Given:
Consider the given expression is
[tex](4x^3y^2)^{\frac{3}{10}}[/tex]
To find:
The radical form of given expression.
Solution:
We have,
[tex](4x^3y^2)^{\frac{3}{10}}=(2^2)^{\frac{3}{10}}(x^3)^{\frac{3}{10}}(y^2)^{\frac{3}{10}}[/tex]
[tex](4x^3y^2)^{\frac{3}{10}}=(2)^{\frac{6}{10}}(x)^{\frac{9}{10}}(y)^{\frac{6}{10}}[/tex]
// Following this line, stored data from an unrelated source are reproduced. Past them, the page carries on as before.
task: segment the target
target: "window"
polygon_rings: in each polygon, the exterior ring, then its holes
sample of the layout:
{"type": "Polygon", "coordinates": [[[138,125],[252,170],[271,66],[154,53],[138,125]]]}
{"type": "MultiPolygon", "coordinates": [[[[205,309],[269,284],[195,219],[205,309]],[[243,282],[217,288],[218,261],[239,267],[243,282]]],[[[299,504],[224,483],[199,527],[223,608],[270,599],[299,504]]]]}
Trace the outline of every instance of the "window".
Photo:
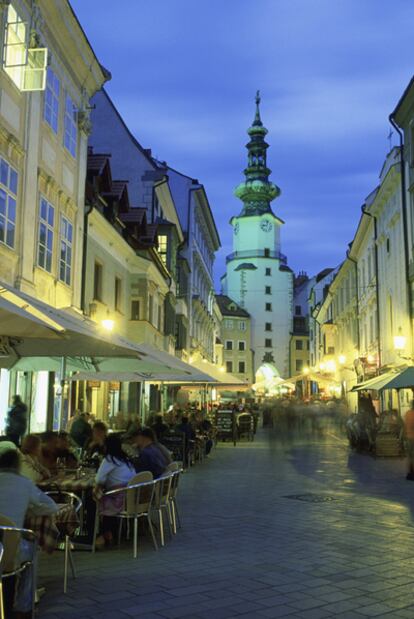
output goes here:
{"type": "Polygon", "coordinates": [[[303,369],[302,359],[296,359],[296,372],[301,372],[303,369]]]}
{"type": "Polygon", "coordinates": [[[335,354],[335,346],[328,346],[328,355],[335,354]]]}
{"type": "Polygon", "coordinates": [[[389,254],[391,251],[391,246],[390,246],[390,239],[387,239],[387,254],[389,254]]]}
{"type": "Polygon", "coordinates": [[[18,176],[7,161],[0,158],[0,242],[14,247],[18,176]]]}
{"type": "Polygon", "coordinates": [[[239,321],[239,331],[246,331],[246,321],[245,320],[240,320],[239,321]]]}
{"type": "Polygon", "coordinates": [[[239,374],[244,374],[246,372],[246,363],[244,361],[239,361],[239,374]]]}
{"type": "Polygon", "coordinates": [[[140,302],[138,300],[131,301],[131,320],[140,319],[140,302]]]}
{"type": "Polygon", "coordinates": [[[306,342],[306,350],[309,350],[309,340],[306,342]]]}
{"type": "Polygon", "coordinates": [[[272,340],[269,338],[265,339],[265,347],[266,348],[272,348],[272,340]]]}
{"type": "Polygon", "coordinates": [[[233,321],[229,320],[229,319],[225,320],[224,321],[224,327],[231,331],[233,329],[233,321]]]}
{"type": "Polygon", "coordinates": [[[52,127],[55,133],[59,130],[59,96],[59,78],[49,67],[47,70],[43,118],[52,127]]]}
{"type": "Polygon", "coordinates": [[[266,267],[265,275],[271,275],[272,269],[270,267],[266,267]]]}
{"type": "Polygon", "coordinates": [[[265,286],[265,294],[272,294],[271,286],[265,286]]]}
{"type": "Polygon", "coordinates": [[[233,340],[226,340],[226,350],[233,350],[233,340]]]}
{"type": "Polygon", "coordinates": [[[95,301],[102,301],[102,264],[95,262],[93,274],[93,298],[95,301]]]}
{"type": "Polygon", "coordinates": [[[233,371],[233,361],[226,361],[226,372],[231,373],[233,371]]]}
{"type": "Polygon", "coordinates": [[[302,307],[300,305],[295,306],[295,314],[296,316],[302,316],[302,307]]]}
{"type": "Polygon", "coordinates": [[[265,255],[265,258],[269,258],[269,256],[270,256],[270,249],[268,247],[265,248],[264,255],[265,255]]]}
{"type": "Polygon", "coordinates": [[[154,297],[150,294],[148,298],[148,322],[152,324],[154,317],[154,297]]]}
{"type": "Polygon", "coordinates": [[[246,342],[244,340],[239,340],[239,350],[240,351],[246,350],[246,342]]]}
{"type": "Polygon", "coordinates": [[[115,309],[120,312],[122,309],[122,279],[115,277],[115,309]]]}
{"type": "Polygon", "coordinates": [[[157,329],[158,331],[161,331],[161,324],[162,324],[162,307],[161,305],[158,306],[158,314],[157,314],[157,329]]]}
{"type": "Polygon", "coordinates": [[[166,235],[160,235],[158,237],[158,253],[161,260],[167,266],[167,250],[168,250],[168,237],[166,235]]]}
{"type": "Polygon", "coordinates": [[[72,157],[76,157],[76,146],[78,142],[78,128],[76,125],[76,107],[67,94],[65,97],[65,132],[63,144],[70,152],[72,157]]]}
{"type": "Polygon", "coordinates": [[[303,350],[303,341],[296,340],[296,350],[303,350]]]}
{"type": "Polygon", "coordinates": [[[72,271],[72,237],[73,226],[63,215],[60,218],[60,258],[59,279],[70,286],[72,271]]]}
{"type": "Polygon", "coordinates": [[[272,304],[271,303],[266,303],[265,309],[266,309],[266,312],[271,312],[272,311],[272,304]]]}
{"type": "Polygon", "coordinates": [[[271,331],[271,330],[272,330],[272,323],[265,322],[265,331],[271,331]]]}
{"type": "Polygon", "coordinates": [[[45,198],[40,199],[39,245],[37,263],[42,269],[52,272],[53,227],[55,209],[45,198]]]}

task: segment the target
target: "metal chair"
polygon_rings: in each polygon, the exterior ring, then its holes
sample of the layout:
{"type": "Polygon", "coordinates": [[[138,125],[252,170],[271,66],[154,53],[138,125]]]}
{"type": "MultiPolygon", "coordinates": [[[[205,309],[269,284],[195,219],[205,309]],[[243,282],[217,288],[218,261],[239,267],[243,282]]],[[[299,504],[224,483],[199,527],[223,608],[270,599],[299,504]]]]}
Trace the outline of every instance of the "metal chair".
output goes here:
{"type": "MultiPolygon", "coordinates": [[[[151,521],[153,511],[155,482],[150,471],[143,471],[135,475],[125,488],[117,488],[116,490],[108,490],[103,496],[111,496],[119,493],[124,493],[123,509],[114,517],[120,519],[118,541],[121,540],[122,523],[124,520],[134,521],[134,539],[133,539],[133,556],[134,559],[138,556],[138,520],[146,518],[148,527],[151,533],[152,541],[155,550],[158,550],[157,539],[154,533],[154,527],[151,521]]],[[[93,550],[95,550],[95,541],[99,529],[99,508],[96,509],[95,529],[93,534],[93,550]]]]}
{"type": "Polygon", "coordinates": [[[22,574],[25,570],[31,569],[32,579],[32,617],[35,613],[35,563],[37,553],[36,536],[30,529],[22,529],[14,526],[14,522],[0,514],[0,618],[5,619],[5,607],[3,598],[3,579],[12,578],[22,574]],[[25,539],[31,544],[31,557],[21,563],[18,562],[18,549],[20,540],[25,539]]]}
{"type": "Polygon", "coordinates": [[[167,512],[167,520],[168,525],[170,527],[170,533],[172,534],[172,524],[171,524],[171,516],[170,516],[170,492],[171,492],[171,483],[174,477],[174,473],[164,473],[158,479],[155,480],[155,488],[154,488],[154,508],[158,514],[158,523],[160,527],[160,542],[161,546],[165,546],[165,535],[164,535],[164,517],[163,512],[167,512]]]}
{"type": "Polygon", "coordinates": [[[167,466],[167,471],[172,474],[170,494],[168,497],[168,504],[169,504],[170,519],[172,523],[172,530],[175,535],[177,533],[177,524],[178,524],[178,527],[181,529],[181,520],[180,520],[180,515],[178,513],[178,507],[177,507],[177,493],[178,493],[178,484],[179,484],[180,476],[181,476],[181,473],[183,472],[183,469],[179,466],[178,462],[171,462],[171,464],[167,466]]]}
{"type": "MultiPolygon", "coordinates": [[[[76,514],[79,514],[79,512],[82,509],[82,501],[81,499],[76,495],[73,494],[73,492],[65,492],[63,490],[51,490],[50,492],[46,492],[45,494],[47,494],[48,496],[50,496],[51,499],[53,499],[55,501],[55,503],[63,503],[65,505],[71,505],[73,507],[73,509],[75,510],[76,514]]],[[[75,564],[73,562],[73,554],[72,554],[72,543],[70,540],[70,536],[65,533],[64,535],[64,539],[63,539],[63,550],[64,550],[64,569],[63,569],[63,593],[67,593],[68,590],[68,566],[70,563],[70,568],[72,570],[72,576],[73,578],[76,578],[76,570],[75,570],[75,564]]],[[[58,544],[58,546],[60,546],[60,544],[58,544]]]]}

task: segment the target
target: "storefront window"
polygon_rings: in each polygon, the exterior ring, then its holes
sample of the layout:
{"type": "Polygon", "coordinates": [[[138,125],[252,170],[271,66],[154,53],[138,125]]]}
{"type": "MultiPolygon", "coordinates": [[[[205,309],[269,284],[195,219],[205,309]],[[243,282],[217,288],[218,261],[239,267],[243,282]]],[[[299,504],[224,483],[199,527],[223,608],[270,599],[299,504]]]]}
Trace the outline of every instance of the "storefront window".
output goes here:
{"type": "Polygon", "coordinates": [[[49,372],[33,373],[30,432],[44,432],[47,425],[49,372]]]}
{"type": "Polygon", "coordinates": [[[10,372],[0,370],[0,434],[4,434],[7,411],[9,410],[10,372]]]}

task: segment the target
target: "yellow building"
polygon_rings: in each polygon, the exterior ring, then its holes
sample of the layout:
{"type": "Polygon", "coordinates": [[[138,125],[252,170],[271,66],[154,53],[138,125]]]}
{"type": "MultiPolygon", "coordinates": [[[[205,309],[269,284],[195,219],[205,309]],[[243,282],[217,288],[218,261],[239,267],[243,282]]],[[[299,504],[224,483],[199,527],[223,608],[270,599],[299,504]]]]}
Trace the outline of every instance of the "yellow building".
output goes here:
{"type": "MultiPolygon", "coordinates": [[[[66,0],[0,6],[0,281],[79,308],[88,106],[109,74],[66,0]]],[[[45,429],[49,378],[3,370],[1,412],[19,392],[45,429]]]]}
{"type": "Polygon", "coordinates": [[[251,385],[254,381],[250,314],[226,295],[216,295],[216,301],[223,317],[220,339],[224,370],[251,385]]]}

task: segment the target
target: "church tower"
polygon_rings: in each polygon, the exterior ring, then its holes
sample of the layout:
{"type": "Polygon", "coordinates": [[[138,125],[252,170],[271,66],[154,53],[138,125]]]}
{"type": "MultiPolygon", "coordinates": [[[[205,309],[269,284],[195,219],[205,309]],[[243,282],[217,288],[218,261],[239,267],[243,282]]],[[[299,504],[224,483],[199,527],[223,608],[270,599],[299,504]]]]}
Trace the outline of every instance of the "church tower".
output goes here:
{"type": "Polygon", "coordinates": [[[260,118],[259,92],[254,121],[247,133],[250,141],[246,145],[245,180],[234,191],[243,202],[243,208],[230,220],[233,252],[226,259],[222,289],[223,294],[234,299],[251,315],[255,372],[263,364],[271,364],[280,376],[287,377],[293,273],[280,248],[280,228],[284,222],[271,208],[280,189],[269,180],[269,145],[265,141],[267,129],[260,118]]]}

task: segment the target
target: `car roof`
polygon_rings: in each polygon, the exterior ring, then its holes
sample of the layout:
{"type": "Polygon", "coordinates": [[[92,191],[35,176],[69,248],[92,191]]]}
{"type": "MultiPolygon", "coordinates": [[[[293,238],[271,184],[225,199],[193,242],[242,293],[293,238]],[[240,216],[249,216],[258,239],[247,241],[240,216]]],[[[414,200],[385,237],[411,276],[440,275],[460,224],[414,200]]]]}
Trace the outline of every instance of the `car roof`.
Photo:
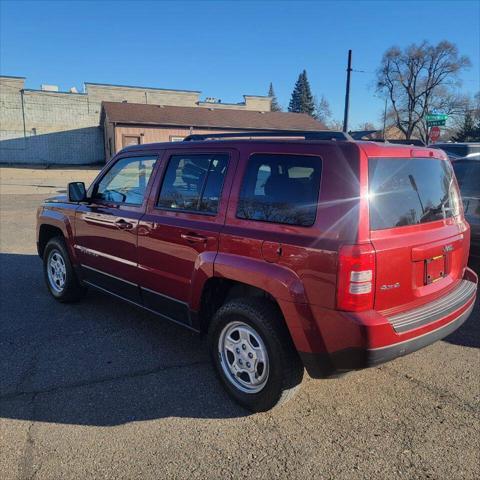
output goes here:
{"type": "Polygon", "coordinates": [[[158,142],[144,143],[141,145],[130,145],[123,148],[119,153],[141,152],[146,150],[165,150],[165,149],[186,149],[219,146],[224,148],[242,149],[246,145],[331,145],[342,148],[345,145],[357,145],[369,157],[436,157],[438,158],[438,149],[429,147],[418,147],[415,145],[393,144],[373,141],[358,140],[303,140],[303,139],[218,139],[218,140],[200,140],[200,141],[182,141],[182,142],[158,142]]]}

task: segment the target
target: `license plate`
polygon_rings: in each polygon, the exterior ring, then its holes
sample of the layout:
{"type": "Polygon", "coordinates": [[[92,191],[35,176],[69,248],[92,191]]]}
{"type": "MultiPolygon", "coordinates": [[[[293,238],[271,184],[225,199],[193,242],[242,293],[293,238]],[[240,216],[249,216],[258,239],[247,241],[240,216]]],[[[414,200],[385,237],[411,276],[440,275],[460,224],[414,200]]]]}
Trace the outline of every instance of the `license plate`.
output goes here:
{"type": "Polygon", "coordinates": [[[445,256],[425,260],[425,285],[441,280],[445,276],[445,256]]]}

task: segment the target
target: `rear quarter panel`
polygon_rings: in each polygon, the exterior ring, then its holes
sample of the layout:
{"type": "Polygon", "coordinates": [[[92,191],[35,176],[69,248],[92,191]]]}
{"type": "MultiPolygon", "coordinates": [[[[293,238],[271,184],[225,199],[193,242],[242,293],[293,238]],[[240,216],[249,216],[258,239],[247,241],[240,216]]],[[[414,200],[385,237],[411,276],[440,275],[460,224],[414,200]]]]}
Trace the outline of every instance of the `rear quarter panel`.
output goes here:
{"type": "Polygon", "coordinates": [[[335,308],[337,252],[358,239],[359,149],[355,143],[239,144],[240,161],[220,236],[215,275],[254,284],[275,298],[335,308]],[[322,162],[314,225],[237,218],[248,158],[254,153],[310,155],[322,162]],[[280,251],[277,255],[275,252],[280,251]]]}

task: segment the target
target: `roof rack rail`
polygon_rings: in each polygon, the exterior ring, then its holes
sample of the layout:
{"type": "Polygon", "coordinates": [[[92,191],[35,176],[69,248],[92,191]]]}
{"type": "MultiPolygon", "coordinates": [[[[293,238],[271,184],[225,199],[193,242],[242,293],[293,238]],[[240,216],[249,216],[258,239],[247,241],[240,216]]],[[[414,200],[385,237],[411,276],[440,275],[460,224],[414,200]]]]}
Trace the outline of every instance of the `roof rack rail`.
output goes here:
{"type": "Polygon", "coordinates": [[[351,141],[352,137],[345,132],[335,130],[310,130],[310,131],[295,131],[295,130],[272,130],[259,132],[231,132],[231,133],[198,133],[188,135],[183,139],[184,142],[194,142],[207,139],[222,139],[222,138],[275,138],[275,137],[303,137],[305,140],[340,140],[351,141]]]}

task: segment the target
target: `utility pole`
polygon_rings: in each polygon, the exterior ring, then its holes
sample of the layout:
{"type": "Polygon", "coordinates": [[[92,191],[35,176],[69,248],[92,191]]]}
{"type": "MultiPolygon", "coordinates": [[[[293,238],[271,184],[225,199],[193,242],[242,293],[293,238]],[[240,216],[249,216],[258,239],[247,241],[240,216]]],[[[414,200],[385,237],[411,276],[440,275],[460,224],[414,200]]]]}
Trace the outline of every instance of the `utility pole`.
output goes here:
{"type": "Polygon", "coordinates": [[[348,51],[347,88],[345,90],[345,114],[343,116],[343,131],[348,131],[348,108],[350,106],[350,74],[352,73],[352,51],[348,51]]]}

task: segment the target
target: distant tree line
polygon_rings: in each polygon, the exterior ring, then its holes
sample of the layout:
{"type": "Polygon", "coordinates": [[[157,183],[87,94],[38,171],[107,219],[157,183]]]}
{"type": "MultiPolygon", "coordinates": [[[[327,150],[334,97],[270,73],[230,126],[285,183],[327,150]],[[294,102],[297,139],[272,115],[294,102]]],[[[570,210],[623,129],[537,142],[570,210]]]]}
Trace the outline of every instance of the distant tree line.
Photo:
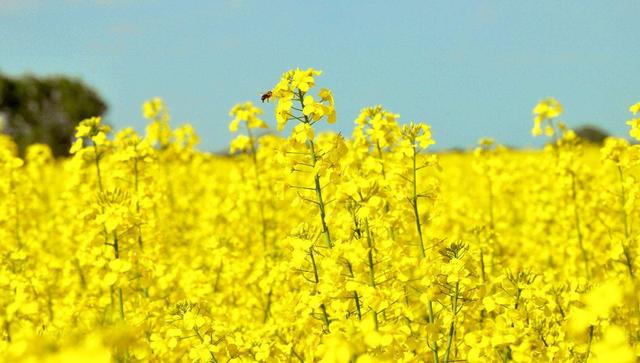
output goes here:
{"type": "Polygon", "coordinates": [[[68,155],[75,126],[106,111],[100,95],[79,79],[0,73],[0,131],[13,137],[21,154],[30,144],[44,143],[54,155],[68,155]]]}
{"type": "Polygon", "coordinates": [[[604,139],[610,136],[608,132],[595,125],[580,126],[575,129],[575,132],[581,139],[598,145],[604,143],[604,139]]]}
{"type": "MultiPolygon", "coordinates": [[[[16,141],[20,154],[33,143],[65,156],[75,126],[83,119],[104,115],[107,104],[80,79],[65,76],[9,77],[0,73],[0,132],[16,141]]],[[[594,125],[575,129],[587,141],[601,144],[609,134],[594,125]]]]}

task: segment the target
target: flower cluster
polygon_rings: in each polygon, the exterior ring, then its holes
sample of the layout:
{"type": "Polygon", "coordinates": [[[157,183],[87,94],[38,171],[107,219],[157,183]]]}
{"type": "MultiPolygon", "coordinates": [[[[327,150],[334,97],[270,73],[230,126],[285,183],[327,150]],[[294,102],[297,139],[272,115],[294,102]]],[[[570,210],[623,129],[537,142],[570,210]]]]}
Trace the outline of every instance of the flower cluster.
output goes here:
{"type": "Polygon", "coordinates": [[[68,159],[1,136],[3,360],[638,361],[638,146],[553,99],[539,151],[435,153],[380,105],[321,133],[320,74],[271,91],[286,135],[234,106],[225,156],[157,98],[143,135],[80,122],[68,159]]]}

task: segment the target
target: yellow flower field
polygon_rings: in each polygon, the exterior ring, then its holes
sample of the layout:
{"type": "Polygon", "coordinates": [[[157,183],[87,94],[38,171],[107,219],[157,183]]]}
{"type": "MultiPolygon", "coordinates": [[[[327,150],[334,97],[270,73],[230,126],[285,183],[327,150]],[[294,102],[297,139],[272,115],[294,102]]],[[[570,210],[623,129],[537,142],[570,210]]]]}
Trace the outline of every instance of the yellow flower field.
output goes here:
{"type": "Polygon", "coordinates": [[[544,150],[432,153],[382,106],[318,133],[320,73],[233,107],[228,157],[160,99],[145,135],[82,121],[65,160],[3,136],[2,360],[640,361],[640,146],[580,140],[554,99],[544,150]]]}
[tex](4x^3y^2)^{\frac{3}{10}}=(2)^{\frac{3}{5}}(x)^{\frac{9}{10}}(y)^{\frac{3}{5}}[/tex]
[tex](4x^3y^2)^{\frac{3}{10}}=\sqrt[5]{2^3}\sqrt[10]{x^9}\sqrt[5]{y^3}[/tex] [tex][\because x^{\frac{1}{n}}=\sqrt[n]{x}][/tex]
[tex](4x^3y^2)^{\frac{3}{10}}=\sqrt[5]{8y^3}\sqrt[10]{x^9}[/tex] [tex][\because x^{\frac{1}{n}}=\sqrt[n]{x}][/tex]
Therefore, the required radical form is [tex]\sqrt[5]{8y^3}\sqrt[10]{x^9}[/tex].